Hip Channel Changed the Music Industry
N E W Y O R K, July 30 -- On August 1, 1981, six words changed American culture forever: "Ladies and gentlemen, rock and roll!" With that short declaration, a new generation was born — the "MTV generation."
Never before had there been an around-the-clock TV show about music. With 24 hours to fill, MTV showed virtually any video they got. The first MTV video to hit the airwaves came from an obscure British band. That first song, ironically titled Video Killed the Radio Star, was followed by Pat Benatar's You Better Run and Rod Stewart's She Won't Dance.
Syracuse University Professor Robert Thompson remembers MTV's debut vividly. He started teaching the same month it went on the air.
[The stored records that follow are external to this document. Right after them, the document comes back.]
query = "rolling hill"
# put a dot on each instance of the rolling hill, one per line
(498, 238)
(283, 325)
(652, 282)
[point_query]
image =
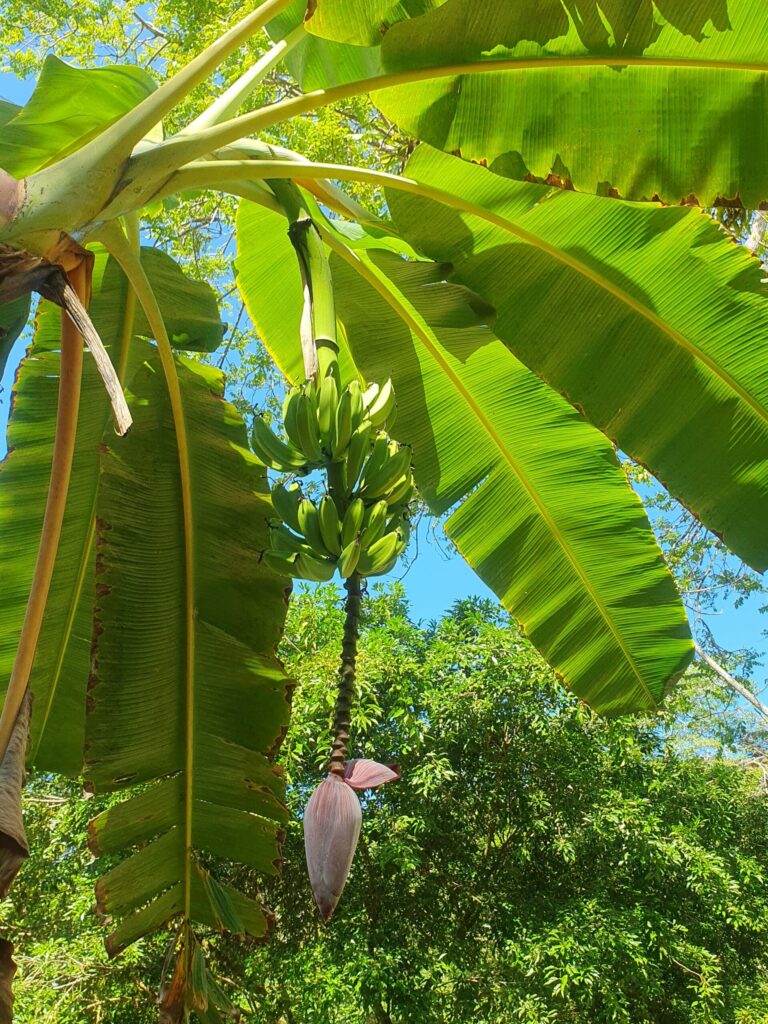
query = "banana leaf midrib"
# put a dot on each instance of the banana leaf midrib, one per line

"MTV really forced you to get cable because what it provided could be gotten nowhere else," Thompson said.
I Want my MTV!
Thompson, who watches and analyzes TV for a living, said MTV took a specific group of people and gave them an identity.
"It's interesting how no other entity in television, no network, no cable service has ever had a generation named after it. You don't hear about the Food Channel generation or the Golf Channel generation."
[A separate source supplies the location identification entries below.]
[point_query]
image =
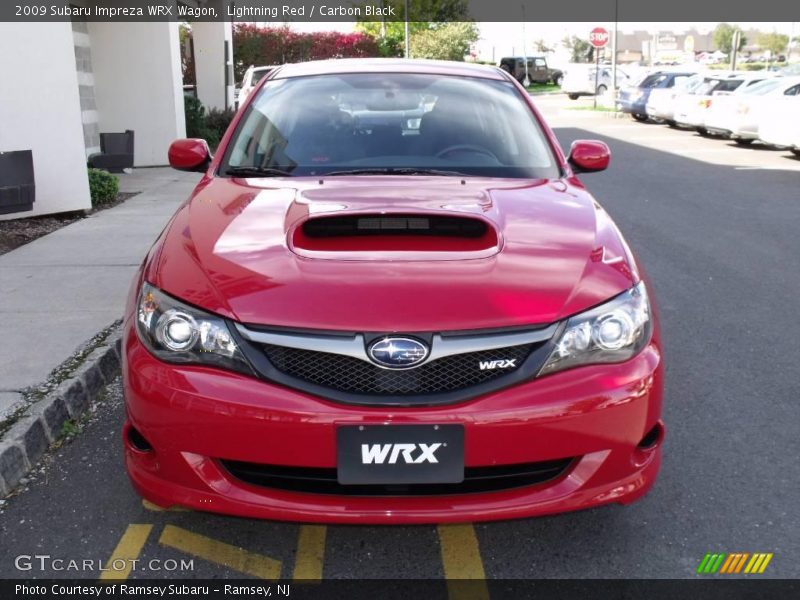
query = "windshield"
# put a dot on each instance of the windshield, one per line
(321, 124)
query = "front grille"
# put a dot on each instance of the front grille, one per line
(324, 481)
(356, 376)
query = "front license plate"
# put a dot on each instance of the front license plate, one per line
(400, 454)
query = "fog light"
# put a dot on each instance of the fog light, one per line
(176, 330)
When MTV came along it really changed the industry. Suddenly music couldn't just sound good; it had to look good too.
Alan Light, the editor in chief of Spin magazine, said established artists and newcomers were suddenly able to have the biggest hits of their careers if they had the right video.
"There were these superstars like Michael Jackson and Madonna, who reached unprecedented, unparalleled heights," Light said. "What MTV did was for the first time give one big central outlet for music, and so rather than having to go radio station to radio station, there was one big hit that became the primary outlet for new music and new bands."
Feeding Pop Culture
MTV's timing was perfect because pop culture was ready for it. At that time punk rock was dying, disco was gasping its last breath and John Lennon had been shot by an assassin's bullet.
"MTV did to cable what Milton Berle did to regular broadcast television," Thompson said. "It started the explosion. It lit the fuse."